Datacenter & Infrastructure Issues

GPU & Driver Issues

`nvidia-smi` returns "No devices were found"

After deploying a VM, the GPU hardware is not detected.

Solutions:

Reboot the instance — This resolves most transient GPU detection issues.
If the issue persists after reboot, the GPU may have a hardware problem on the host. Try renting from a different provider or datacenter.

"Failed to initialize NVML: Driver/library version mismatch"

Ubuntu may auto-update GPU drivers, causing a mismatch between the loaded kernel module and the userspace library.

Solution: Reboot the instance to load the matching driver version:

sudo reboot

CUDA initialization errors in PyTorch

If PyTorch shows "CUDA initialization: CUDA unknown error" or cannot detect the GPU:

Verify the GPU is visible: nvidia-smi
If nvidia-smi works but PyTorch doesn't detect the GPU, check your CUDA toolkit version matches the driver version.
Reboot the instance and try again.
If the issue persists, try a different instance — the GPU on the current host may have a hardware issue.

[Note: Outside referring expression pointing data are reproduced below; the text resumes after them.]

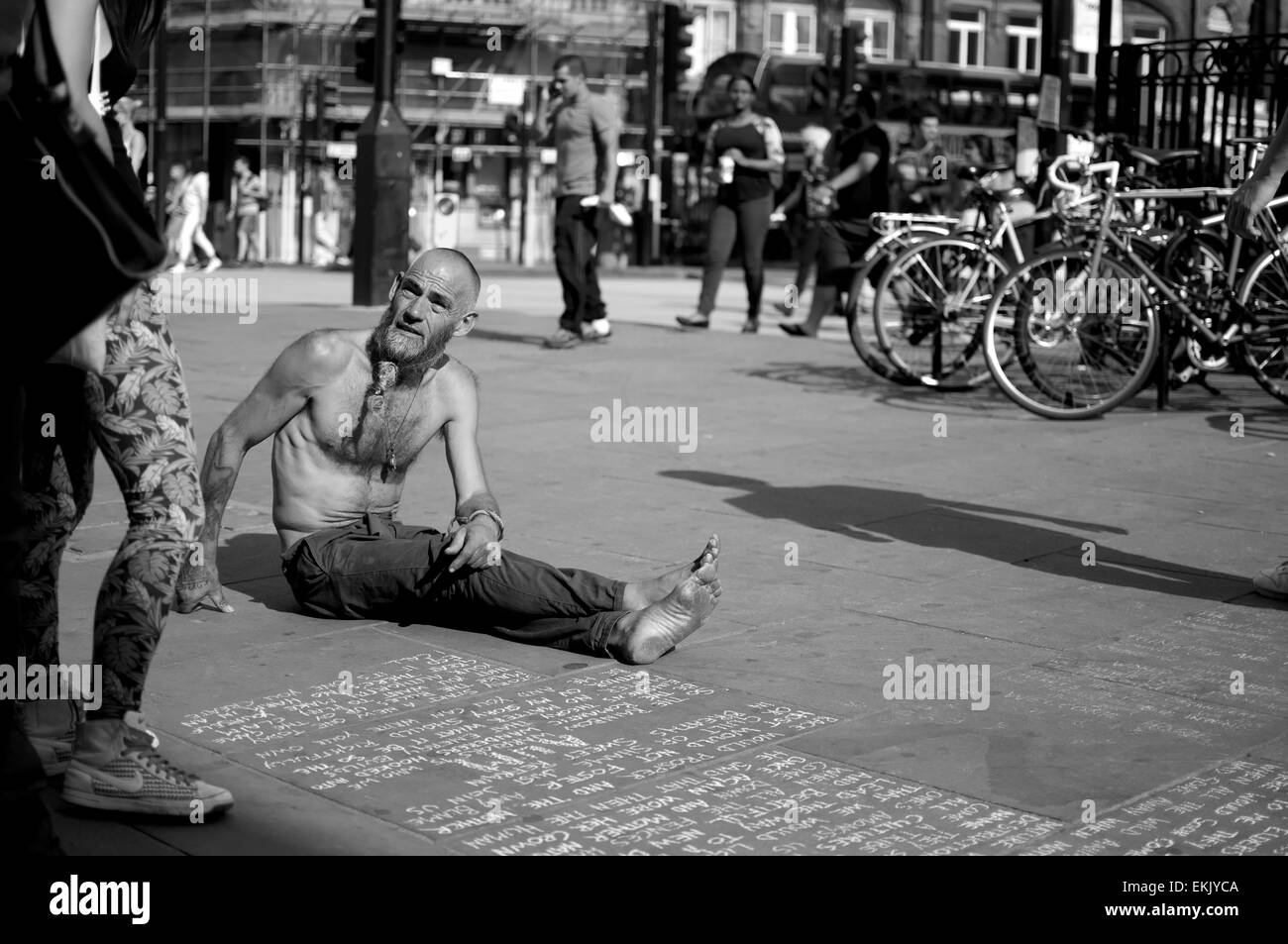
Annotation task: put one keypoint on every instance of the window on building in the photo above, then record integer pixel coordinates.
(966, 38)
(1022, 42)
(1147, 33)
(713, 33)
(1219, 21)
(877, 29)
(1150, 33)
(790, 29)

VM boot hangs on hosts with newer NVIDIA GPUs

On hosts with newer NVIDIA GPUs (e.g. RTX PRO 6000), VMs may hang during boot.

Cause: OVMF firmware fails to initialize the GPU Option ROM on these newer GPU models.

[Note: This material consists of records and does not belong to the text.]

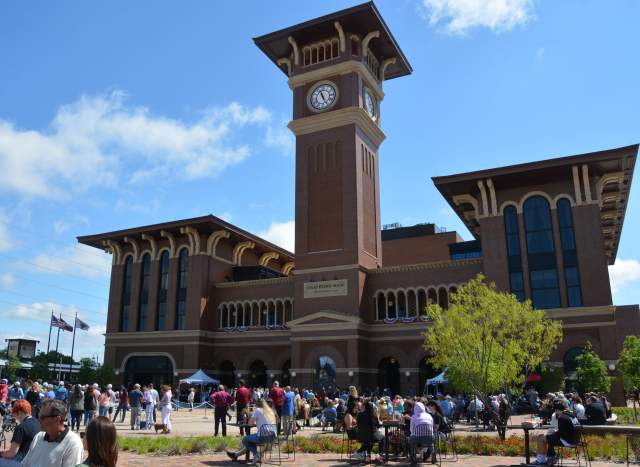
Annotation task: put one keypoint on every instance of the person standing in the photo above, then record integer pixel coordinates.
(149, 407)
(221, 401)
(135, 402)
(276, 394)
(243, 396)
(23, 434)
(90, 405)
(165, 403)
(76, 407)
(56, 445)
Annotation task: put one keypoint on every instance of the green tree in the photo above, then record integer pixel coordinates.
(592, 372)
(13, 365)
(87, 373)
(629, 363)
(486, 338)
(105, 375)
(40, 369)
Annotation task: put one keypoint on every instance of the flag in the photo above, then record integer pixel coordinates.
(60, 323)
(81, 325)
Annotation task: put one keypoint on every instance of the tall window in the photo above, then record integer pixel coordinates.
(569, 256)
(182, 288)
(541, 256)
(126, 294)
(143, 310)
(163, 286)
(513, 252)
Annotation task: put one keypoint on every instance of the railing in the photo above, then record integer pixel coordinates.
(321, 51)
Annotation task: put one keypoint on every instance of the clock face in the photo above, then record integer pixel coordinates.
(323, 96)
(370, 104)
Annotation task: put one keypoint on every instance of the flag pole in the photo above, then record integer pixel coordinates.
(73, 343)
(55, 364)
(49, 340)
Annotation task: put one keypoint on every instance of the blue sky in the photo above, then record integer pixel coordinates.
(119, 114)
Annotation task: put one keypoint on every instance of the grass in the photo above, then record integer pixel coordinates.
(608, 447)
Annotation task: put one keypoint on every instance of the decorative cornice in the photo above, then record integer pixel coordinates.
(342, 68)
(423, 266)
(273, 281)
(338, 118)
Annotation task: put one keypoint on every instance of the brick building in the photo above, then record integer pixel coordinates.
(347, 307)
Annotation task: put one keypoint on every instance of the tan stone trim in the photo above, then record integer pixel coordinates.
(296, 50)
(266, 257)
(576, 184)
(344, 267)
(134, 245)
(338, 118)
(595, 324)
(239, 249)
(287, 267)
(172, 242)
(579, 312)
(275, 280)
(422, 266)
(342, 68)
(158, 334)
(586, 183)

Solution: Update Rift Desktop to v0.56.0 or later, which includes a firmware fix for this issue.

High VRAM usage on a fresh container with no processes

In container mode, the GPU is shared between users on the same node. Other users' processes may be consuming VRAM.

Solution: Use VM mode instead of container mode for dedicated GPU access. In VM mode, the GPU is passed through exclusively to your instance.

Networking Issues

Cannot access services between VMs

If a service running on one VM (e.g., port 8080) is not reachable from another VM:

Check binding address — Make sure the service binds to 0.0.0.0, not 127.0.0.1 or localhost.
Same network — VMs on different subnets may not be able to communicate directly. Contact support to ensure your VMs are deployed on the same network.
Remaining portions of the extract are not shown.